Entretien avec Dominic Hardy

par Sophie Montreuil, rédactrice en chef

Dominic Hardy est professeur (historiographie et histoire de l'art au Québec et au Canada avant 1900) au Département d'histoire de l'art de l'université du Québec à montréal. spécialiste de la caricature au Québec avant 1960, il dirige les activités de l'équipe Caricature et satire graphique à montréal (CasGram) depuis 2009.

 

Dominic Hardy, en tant qu'historien de l'art, vous étudiez un objet qu'on ne classerait pas à priori parmi les œuvres d'art : la caricature. D'où vient votre intérêt pour ce genre et pourquoi avez-vous décidé d'y consacrer vos recherches?

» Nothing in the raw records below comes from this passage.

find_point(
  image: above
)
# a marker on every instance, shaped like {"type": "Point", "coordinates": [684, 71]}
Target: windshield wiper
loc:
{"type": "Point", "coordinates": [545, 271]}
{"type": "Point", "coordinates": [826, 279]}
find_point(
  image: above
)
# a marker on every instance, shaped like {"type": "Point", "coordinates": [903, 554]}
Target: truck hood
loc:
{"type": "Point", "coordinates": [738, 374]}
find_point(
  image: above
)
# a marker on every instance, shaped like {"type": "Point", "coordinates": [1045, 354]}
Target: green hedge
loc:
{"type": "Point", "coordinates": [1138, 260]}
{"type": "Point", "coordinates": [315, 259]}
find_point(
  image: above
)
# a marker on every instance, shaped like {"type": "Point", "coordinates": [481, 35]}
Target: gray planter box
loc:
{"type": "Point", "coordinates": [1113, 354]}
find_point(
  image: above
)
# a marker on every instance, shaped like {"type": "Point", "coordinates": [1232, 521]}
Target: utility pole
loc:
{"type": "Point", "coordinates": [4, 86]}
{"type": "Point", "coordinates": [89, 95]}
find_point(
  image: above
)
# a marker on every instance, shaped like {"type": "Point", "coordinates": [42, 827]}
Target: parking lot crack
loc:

C'est la caricature pratiquée par Henri Julien qui a été le point de départ. Je l'ai découverte, il y a plus de 30 ans, en travaillant sur l'iconographie de Sir Wilfrid Laurier. Parmi la statuaire officielle et les photographies du tournant du XXe siècle, les dessins faits par Julien pour le Montreal Daily Star étaient des éclats de virtuosité graphique. Au cours de ses 20 ans de carrière, il a surtout été illustrateur, mais pendant une année glorieuse (1899), il a fait des caricatures, ou encore ce qu'on pourrait appeler des satires graphiques – alliant le travail sur la physionomie à un discours et à des textes ironiques. La fusion des deux éléments devait provoquer le rire chez les lecteurs du Star.

Dans la série Songs of the By-Town Coons (1899), pour représenter Laurier et ses ministres en tant que Blackface Minstrels, Julien manipulait les corps et les visages dans des élans de jeux d'encre et de pinceau. C'était comme si ces messieurs s'étaient rendus à son atelier pour poser en tant que danseurs de vaudeville! J'étais frappé par le jeu qu'il établissait entre son dessin de reportage, très fidèle au modèle, et l'intention satirique qui lui permettait de subvertir les codes de ce même reportage. La présence d'un dessin aussi virtuose et cette subversion des codes de la représentation visuelle s'alignaient avec les nouvelles pratiques en histoire de l'art à l'époque (1980-1981). Les historiens de l'art au Québec ne voyaient pas à ce moment-là la caricature comme un objet d'étude. Je voyais donc de bonnes raisons d'entreprendre une étude approfondie et j'ai rapidement compris tout ce qu'il y avait à faire au sujet de la caricature et de la satire graphique sur le plan de l'histoire de l'art au Québec.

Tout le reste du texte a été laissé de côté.